Strategi dakwah yang digunakan dengan kelembutan dan toleransi budaya. Budaya yang dimaksud tidak bertentangan dengan syari’at Islam. Kedatangan Islam bukan untuk menghapus budaya, melainkan memperkaya khazanah budaya Nusantara. Maka budaya yang tidak bertentangan dengan aqidah Islam tidak dihilangkan, termasuk dalam berpakaian, jika di Arab ada Gamis maka di Nusantara ada Batik, Sarung, kain Ulos dan lainnya, jika di Arab memakai Sorban maka di Nusantara ada pula Blangkon, Tanjak, Peci, dll. Islam yang damai seperti inilah ciri Islam di Nusantara yang menjadikan masyarakat beragama dan berbudaya yang bisa kita rasakan sampai sekarang.

Peci diciptakan pertama kali oleh Sunan Kalijaga, sebagai khuluk atau mahkota yang diperuntukkan kepada Sultan Fattah. Namun ukurannya lebih besar dari peci yang sekarang, hanya saja fungsinya sama sebagai penutup kepala dalam sholat. Sedangkan sarung merupakan akulturasi dari berbagi budaya yang dibawa oleh para pelaut, sampai saat ini peci dan sarung menjadi pakaian khas yang digunakan ummat muslim di Indonesia, sebagai bentuk peradaban Islam.

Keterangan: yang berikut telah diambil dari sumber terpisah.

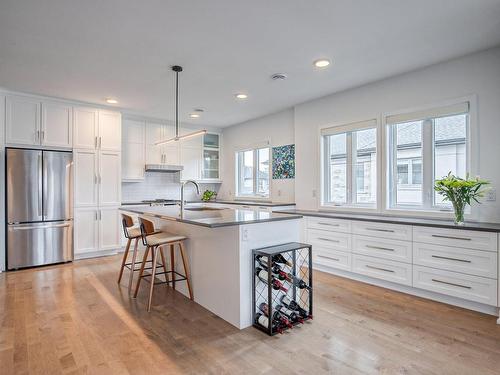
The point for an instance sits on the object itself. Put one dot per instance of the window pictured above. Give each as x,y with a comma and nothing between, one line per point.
350,165
423,147
252,171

Pakaian sejatinya adalah menutup aurat sesuai dengan firman Allah dalam surat Al – A’raf ayat 31. Maka tidak ada salahnya bila jika meamakai Peci dan Sarung, apalagi untuk beribadah sesuai ketentuan syariat Allah. Tidak hanya Peci dan Sarung saja yang menjadi Peradaban Islam dan juga budaya Nusantara, tetapi ada juga pakaian – pakaian yang lain seperti pakaian ulos di sumatera utara, pakain melayu, pakaian kebaya, dan lainnya. Sejauh menutup aurat dan tidak melanggar syariat adalah kekayaan budaya dan juga peradaban Islam di Indonesia. Inilah toleransi dalam penyebaran islam tempo dulu yang menjadi tonggak Islam sampai saat ini.

Bung Karno, pernah mengatakan bahwa peci adalah identitas bangsa Indonesia. Menjadi pembeda dengan bangsa lainnya, sejalan dengan itu Peci juga sebagai bentuk perlawanan kepada penjajah dan bentuk Nasionalisme. Sarung adalah pakain khas santri dan sebagai Identitas bangsa Indonesia.

Bangsa Indonesia adalah bangsa yang besar. Memiliki keanekaragaman budaya yang khas. Kita patut bangga dengan keberagaman ini, Jika kita bandingkan dengan Eropa, satu bangsa dipikul oleh beberapa negara, begitupun Arab satu bangsa dipikul berbagai negara, tapi di Indonesia berbagai bangsa dipikul satu negara. Sayangnya keberagaman di Indonesia sering kali timbul pergesekan, baik antar ras, suku, agama, budaya dan lainnya.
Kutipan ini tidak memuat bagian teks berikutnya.